How to create habits that change your life

Habits. Those nerve-racking gremlins that function automatically like an organ. Those stubborn little suckers that either make or brake you. Those little devils that, with great effort, can be trained to obey your every command.

You want to lose weight? Run a marathon? Read more books? Wake up earlier? Be more productive?

The key is a thing called momentum. In physics, momentum equals mass times velocity - it can be envisioned as how hard it would be to bring the considered object into a halt. An object with a lot of momentum requires a lot of energy to stop. An object with little momentum can be stopped easily.

In creating habits, you want them to have as much momentum as possible - you want them to go on by themselves with that momentum so you can focus on other things as well. You want them to happen automatically, with no thought or willpower used. To do this and get the snowball rolling, here are my five most important tips.

  1. If the habit is something you must do physically, do it the first thing in the morning. Creating habits requires a lot of willpower in the beginning and your willpower will be full right after you wake up.

  2. Do it every day. Not three or four times a week - every day, and preferably the same time and the same place. This way you're teaching your subconscious that this is the new way of life. It'll adjust, I promise.

  3. All things are difficult before they are easy. The newborn habit is like a vulnerable little seedling - you need to water it and give it fertiliser and make sure no one, even you, steps on it. After it's grown a while it'll be more resilient and easier to maintain. So make sure you get it done and don't let anyone or anything stop you from doing it. Try to see through all justifications and distractions. This might also mean establishing only one habit at a time - trying to establish multiple habits may overload your mind (not to mention willpower) and cause you to self-sabotage the project.

  4. Make it difficult not to do the thing you want to turn into a habit. For example, when I wanted to start to go to the gym more often, I picked a gym that was in a location such that not going to the gym required getting off the bus. It was easier to sit still, comfortably, when the bus passed my stop - until the bus reached the gym stop, at which point I had to get off not to end up some part of the city I didn't know. It worked out beautifully. What a hack.

  5. Charles Duhigg's book 'The Power of Habit', while sounding like gladwellian jabber at times and turning into mashed potatoes after part one, has one thing down right: the importance of the cue-routine-reward cycle in habit creation.
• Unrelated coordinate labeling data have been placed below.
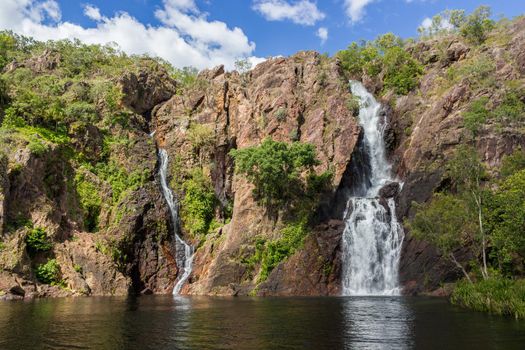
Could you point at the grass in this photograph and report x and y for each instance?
(499, 296)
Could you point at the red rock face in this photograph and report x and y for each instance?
(428, 126)
(301, 98)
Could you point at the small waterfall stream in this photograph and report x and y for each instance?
(184, 252)
(372, 237)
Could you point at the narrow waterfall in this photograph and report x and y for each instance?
(372, 237)
(184, 252)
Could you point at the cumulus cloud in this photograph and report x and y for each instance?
(185, 37)
(322, 33)
(303, 12)
(355, 9)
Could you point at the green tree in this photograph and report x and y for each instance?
(37, 240)
(446, 223)
(275, 168)
(49, 273)
(401, 70)
(468, 173)
(477, 25)
(199, 203)
(513, 163)
(507, 220)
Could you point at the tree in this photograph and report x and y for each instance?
(242, 65)
(476, 26)
(467, 173)
(446, 223)
(507, 220)
(276, 169)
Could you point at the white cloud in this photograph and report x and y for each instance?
(322, 33)
(355, 9)
(185, 37)
(303, 12)
(92, 12)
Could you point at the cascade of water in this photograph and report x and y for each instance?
(372, 237)
(184, 256)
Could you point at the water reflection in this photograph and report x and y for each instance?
(377, 323)
(252, 323)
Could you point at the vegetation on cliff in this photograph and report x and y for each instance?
(284, 179)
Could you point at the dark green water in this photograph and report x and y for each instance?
(252, 323)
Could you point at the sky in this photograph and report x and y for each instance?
(206, 33)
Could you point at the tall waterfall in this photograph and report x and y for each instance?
(184, 252)
(372, 237)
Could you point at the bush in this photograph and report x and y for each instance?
(513, 163)
(507, 222)
(200, 136)
(90, 201)
(496, 295)
(275, 168)
(38, 241)
(385, 54)
(49, 273)
(199, 203)
(511, 109)
(120, 180)
(401, 71)
(269, 254)
(477, 25)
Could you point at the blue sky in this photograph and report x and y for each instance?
(204, 33)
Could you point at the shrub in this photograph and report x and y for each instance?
(199, 203)
(200, 136)
(385, 54)
(496, 295)
(479, 72)
(120, 180)
(49, 273)
(511, 109)
(293, 236)
(477, 25)
(38, 241)
(90, 201)
(507, 222)
(275, 169)
(353, 105)
(401, 71)
(513, 163)
(269, 254)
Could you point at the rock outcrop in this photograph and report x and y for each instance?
(303, 98)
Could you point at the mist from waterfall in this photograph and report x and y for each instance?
(372, 237)
(184, 252)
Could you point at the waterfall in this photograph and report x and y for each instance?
(184, 256)
(372, 236)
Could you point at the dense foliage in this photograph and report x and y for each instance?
(49, 273)
(283, 176)
(387, 56)
(37, 240)
(473, 27)
(496, 295)
(281, 172)
(484, 216)
(199, 203)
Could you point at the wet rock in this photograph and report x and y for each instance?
(17, 290)
(390, 190)
(457, 51)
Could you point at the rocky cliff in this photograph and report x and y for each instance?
(126, 245)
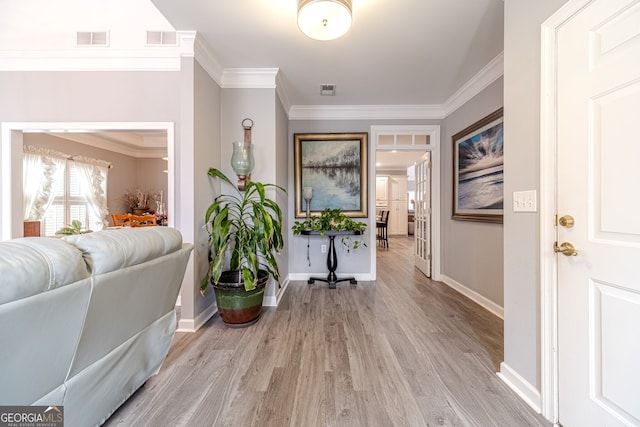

To effectively establish a habit, you should have a cue - something you do to trigger you mind into thinking it's time to do the action, like smelling a specific scent. Then comes routine, the thing you want to turn into a habit. After the routine, right after, you have the reward - something that signals you brain what you did was worth it, something that eventually tricks your brain into thinking the habit is pleasurable (when it's really thinking it's the only way to get the pleasurable reward), like listening to music of having a sweet - anything that you enjoy.

It might be difficult in the beginning. It usually is, very hard even. But it'll become so easy you won't believe it once the momentum kicks in. You just have to hang tight until then.